Objective : The purpose of this study is to examine safety of herbal medicine on liver function and compare with western medicine. Method : 303 subjects of skin disease(vitiligo and psoriasis) were chosen at a local oriental medical clinic, and tested with a spot liver function test from Sept 1, 2006 to Dec 31, 2006. Subjects were grouped into untreated, herbal medicine, western medicine, and combination group by treatment record. Total bilirubin, AST, ALT and LDH was compared in each group, odds ratio and regression coefficient was calculated. Results : Subjects comprised of 116 individuals receiving western medication(38.28%), 54 receiving herbal medication(17.82%), 107 receiving combined forms of medication(35.31%), and 26 individuals without any types of medication(8.58%).
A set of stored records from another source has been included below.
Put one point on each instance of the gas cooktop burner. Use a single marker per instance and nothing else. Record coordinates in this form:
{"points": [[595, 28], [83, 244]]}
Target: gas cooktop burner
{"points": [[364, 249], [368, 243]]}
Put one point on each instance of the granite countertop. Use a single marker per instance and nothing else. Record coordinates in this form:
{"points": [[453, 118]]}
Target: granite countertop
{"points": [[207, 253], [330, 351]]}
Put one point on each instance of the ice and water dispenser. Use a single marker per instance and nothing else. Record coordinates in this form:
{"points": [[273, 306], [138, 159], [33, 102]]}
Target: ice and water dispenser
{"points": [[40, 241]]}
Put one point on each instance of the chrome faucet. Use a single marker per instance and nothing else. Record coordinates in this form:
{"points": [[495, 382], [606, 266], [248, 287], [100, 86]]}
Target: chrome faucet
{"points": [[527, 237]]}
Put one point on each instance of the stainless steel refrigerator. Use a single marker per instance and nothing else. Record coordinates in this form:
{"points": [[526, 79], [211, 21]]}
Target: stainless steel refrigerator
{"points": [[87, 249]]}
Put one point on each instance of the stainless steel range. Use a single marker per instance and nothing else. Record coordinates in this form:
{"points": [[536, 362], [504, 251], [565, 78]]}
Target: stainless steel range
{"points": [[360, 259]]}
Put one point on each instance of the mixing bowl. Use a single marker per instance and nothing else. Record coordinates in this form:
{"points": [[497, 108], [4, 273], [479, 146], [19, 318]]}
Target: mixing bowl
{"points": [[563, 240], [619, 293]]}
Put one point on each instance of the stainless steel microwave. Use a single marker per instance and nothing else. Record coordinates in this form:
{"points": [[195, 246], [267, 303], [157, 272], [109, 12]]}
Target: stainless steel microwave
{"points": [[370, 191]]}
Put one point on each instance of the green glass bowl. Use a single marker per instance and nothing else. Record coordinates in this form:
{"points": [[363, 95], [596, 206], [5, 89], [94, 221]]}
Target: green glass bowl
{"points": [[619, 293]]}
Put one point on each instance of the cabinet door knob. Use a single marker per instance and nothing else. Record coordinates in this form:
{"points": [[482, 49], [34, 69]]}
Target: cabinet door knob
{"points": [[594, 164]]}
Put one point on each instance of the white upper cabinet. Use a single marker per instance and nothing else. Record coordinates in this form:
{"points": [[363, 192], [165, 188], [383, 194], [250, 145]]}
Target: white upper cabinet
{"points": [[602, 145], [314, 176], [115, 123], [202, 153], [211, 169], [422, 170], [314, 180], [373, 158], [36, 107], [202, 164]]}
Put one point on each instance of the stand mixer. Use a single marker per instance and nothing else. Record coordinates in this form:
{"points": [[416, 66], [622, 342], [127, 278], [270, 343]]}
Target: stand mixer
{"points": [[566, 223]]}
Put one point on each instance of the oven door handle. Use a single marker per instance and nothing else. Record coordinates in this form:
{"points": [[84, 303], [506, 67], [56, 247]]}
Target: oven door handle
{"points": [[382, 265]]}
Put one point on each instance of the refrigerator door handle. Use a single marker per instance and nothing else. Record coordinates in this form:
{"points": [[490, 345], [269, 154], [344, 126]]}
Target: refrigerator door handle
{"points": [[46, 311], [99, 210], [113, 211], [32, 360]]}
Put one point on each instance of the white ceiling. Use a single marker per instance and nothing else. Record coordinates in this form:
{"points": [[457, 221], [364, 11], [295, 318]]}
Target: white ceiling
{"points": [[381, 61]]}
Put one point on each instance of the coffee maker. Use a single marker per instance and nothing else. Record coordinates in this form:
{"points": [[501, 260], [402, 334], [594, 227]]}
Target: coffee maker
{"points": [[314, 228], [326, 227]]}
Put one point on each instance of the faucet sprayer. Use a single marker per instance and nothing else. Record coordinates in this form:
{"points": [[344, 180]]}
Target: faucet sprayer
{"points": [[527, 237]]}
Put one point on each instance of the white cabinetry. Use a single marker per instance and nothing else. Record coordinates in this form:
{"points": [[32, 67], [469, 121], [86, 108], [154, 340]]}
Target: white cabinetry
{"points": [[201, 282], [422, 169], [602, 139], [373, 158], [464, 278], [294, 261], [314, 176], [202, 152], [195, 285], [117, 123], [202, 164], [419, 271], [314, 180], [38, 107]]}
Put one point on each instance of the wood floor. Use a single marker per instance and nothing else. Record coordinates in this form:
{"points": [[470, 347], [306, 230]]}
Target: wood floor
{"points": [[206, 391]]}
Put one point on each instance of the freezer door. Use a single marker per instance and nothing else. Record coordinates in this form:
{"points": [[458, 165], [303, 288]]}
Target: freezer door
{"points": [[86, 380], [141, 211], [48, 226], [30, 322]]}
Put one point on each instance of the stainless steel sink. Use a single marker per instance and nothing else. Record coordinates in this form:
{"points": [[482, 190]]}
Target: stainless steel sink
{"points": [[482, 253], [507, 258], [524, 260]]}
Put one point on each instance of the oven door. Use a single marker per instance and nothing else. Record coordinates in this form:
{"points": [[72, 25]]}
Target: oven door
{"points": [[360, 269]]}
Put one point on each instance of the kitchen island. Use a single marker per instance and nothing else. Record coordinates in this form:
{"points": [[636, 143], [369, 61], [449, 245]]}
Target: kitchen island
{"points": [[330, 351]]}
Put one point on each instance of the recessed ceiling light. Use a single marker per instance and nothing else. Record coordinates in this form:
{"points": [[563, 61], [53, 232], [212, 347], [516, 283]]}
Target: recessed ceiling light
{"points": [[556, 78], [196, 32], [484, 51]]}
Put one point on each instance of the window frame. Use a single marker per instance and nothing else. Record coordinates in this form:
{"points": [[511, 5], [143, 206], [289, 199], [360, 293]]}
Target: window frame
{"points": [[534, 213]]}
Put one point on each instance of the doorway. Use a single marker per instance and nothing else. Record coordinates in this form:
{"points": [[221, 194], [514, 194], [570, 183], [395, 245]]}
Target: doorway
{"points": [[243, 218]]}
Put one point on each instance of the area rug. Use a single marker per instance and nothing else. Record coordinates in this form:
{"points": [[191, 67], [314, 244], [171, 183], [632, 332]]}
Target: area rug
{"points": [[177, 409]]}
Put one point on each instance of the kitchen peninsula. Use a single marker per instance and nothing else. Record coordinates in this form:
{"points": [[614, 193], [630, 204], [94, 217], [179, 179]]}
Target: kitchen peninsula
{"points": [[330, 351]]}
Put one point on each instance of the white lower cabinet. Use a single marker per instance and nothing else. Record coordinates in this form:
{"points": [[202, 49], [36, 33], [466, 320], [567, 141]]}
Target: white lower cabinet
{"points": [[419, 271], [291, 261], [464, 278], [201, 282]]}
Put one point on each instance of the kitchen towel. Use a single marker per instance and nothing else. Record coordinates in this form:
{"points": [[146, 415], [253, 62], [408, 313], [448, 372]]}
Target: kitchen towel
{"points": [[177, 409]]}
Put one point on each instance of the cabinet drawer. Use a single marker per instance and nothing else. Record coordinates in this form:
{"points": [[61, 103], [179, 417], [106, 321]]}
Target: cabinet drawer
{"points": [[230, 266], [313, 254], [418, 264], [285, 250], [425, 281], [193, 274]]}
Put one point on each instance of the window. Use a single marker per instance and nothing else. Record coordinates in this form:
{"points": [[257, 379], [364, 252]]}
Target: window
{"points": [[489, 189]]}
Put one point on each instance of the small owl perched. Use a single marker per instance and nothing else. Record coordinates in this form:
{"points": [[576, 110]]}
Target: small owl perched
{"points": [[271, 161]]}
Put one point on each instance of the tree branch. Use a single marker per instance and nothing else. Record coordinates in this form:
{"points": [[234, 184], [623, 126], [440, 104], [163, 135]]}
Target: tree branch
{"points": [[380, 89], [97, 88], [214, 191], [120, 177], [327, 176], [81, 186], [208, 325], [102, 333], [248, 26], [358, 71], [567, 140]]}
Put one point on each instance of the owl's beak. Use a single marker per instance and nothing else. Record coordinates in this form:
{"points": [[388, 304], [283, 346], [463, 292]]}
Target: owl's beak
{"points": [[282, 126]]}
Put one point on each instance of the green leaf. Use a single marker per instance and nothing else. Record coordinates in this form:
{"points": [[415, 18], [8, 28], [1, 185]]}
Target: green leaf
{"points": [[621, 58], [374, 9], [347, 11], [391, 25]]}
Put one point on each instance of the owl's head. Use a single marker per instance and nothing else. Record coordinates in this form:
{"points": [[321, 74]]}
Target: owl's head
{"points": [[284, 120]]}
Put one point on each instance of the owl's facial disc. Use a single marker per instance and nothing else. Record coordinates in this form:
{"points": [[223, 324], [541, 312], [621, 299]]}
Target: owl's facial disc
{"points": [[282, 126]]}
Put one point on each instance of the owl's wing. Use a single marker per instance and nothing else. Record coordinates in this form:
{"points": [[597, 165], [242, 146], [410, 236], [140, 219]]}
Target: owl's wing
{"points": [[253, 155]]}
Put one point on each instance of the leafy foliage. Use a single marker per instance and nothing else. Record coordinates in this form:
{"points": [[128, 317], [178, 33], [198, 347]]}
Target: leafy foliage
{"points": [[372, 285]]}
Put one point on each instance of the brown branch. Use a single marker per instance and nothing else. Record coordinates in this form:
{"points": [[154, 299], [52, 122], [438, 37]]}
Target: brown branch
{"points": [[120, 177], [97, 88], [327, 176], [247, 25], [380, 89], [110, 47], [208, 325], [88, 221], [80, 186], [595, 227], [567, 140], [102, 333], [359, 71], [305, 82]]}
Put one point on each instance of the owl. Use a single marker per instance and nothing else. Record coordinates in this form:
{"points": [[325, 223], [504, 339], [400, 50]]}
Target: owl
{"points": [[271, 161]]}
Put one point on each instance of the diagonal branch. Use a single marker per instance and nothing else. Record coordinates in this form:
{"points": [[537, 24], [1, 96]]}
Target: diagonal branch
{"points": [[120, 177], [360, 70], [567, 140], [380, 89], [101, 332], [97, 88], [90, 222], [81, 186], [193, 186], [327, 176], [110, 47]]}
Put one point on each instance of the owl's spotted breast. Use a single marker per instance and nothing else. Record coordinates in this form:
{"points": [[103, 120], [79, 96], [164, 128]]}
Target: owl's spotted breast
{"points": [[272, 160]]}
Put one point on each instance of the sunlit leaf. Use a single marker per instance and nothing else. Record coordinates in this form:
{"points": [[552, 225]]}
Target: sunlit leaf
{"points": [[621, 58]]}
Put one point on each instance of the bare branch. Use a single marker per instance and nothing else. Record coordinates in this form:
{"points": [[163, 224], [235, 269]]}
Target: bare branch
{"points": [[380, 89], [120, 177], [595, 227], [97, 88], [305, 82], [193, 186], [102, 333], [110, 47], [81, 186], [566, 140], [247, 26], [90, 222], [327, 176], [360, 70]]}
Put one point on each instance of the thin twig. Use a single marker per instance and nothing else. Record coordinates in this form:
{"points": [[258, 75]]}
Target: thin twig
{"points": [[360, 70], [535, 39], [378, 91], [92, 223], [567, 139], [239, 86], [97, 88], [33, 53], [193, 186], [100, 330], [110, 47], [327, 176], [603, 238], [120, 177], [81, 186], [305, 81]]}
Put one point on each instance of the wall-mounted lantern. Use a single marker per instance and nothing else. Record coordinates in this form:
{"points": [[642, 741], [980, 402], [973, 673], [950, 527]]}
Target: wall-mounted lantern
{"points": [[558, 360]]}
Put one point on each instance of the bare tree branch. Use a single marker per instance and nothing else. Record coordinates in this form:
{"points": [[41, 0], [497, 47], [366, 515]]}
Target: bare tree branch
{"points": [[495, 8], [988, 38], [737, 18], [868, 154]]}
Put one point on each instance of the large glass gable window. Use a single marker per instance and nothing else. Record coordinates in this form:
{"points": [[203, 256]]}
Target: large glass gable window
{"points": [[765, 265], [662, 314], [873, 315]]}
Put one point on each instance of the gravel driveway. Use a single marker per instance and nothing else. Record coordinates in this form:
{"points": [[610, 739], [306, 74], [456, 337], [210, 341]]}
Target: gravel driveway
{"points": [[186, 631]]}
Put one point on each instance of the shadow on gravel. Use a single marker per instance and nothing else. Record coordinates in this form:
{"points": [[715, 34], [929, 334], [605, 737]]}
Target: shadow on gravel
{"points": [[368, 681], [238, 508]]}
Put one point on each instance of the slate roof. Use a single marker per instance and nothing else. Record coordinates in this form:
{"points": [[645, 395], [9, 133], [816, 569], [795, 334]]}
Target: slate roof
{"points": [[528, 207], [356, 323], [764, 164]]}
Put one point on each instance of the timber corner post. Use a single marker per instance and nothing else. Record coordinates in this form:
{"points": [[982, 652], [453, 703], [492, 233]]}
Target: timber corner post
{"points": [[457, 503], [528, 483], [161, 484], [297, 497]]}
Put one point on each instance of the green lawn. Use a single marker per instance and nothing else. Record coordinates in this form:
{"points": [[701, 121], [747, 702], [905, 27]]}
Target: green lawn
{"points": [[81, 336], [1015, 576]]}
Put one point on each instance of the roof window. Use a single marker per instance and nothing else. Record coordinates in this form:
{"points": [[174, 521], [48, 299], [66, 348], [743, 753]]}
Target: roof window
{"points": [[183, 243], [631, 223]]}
With the mean age of 37.0 yr. 204 were male(67.3%), 99 were female(32.7%). Comparing variables of liver functions, there was no significant difference between the control and experiment groups. After adjusting potential confounders, monthly $\beta$(SE) of multiple regression -0.009~0.000 for the herbal group, -0.005~0.000 for the western group, and -0.001~0.001 for the combination group. No significant difference between the groups. OR of T-bilirubin were 1.02, 1.05, and 1.04. AST were 0.92, 0.94, and 0.98. ALT were 0.85, 0.99, and 0.97. LDH were 0.96, 1.06, 1.00 for the herbal, western, and combination group, respectively. Conclusion : Comparing with western medication, herbal medication did not cause special ill-effect on the liver function based on liver function tests.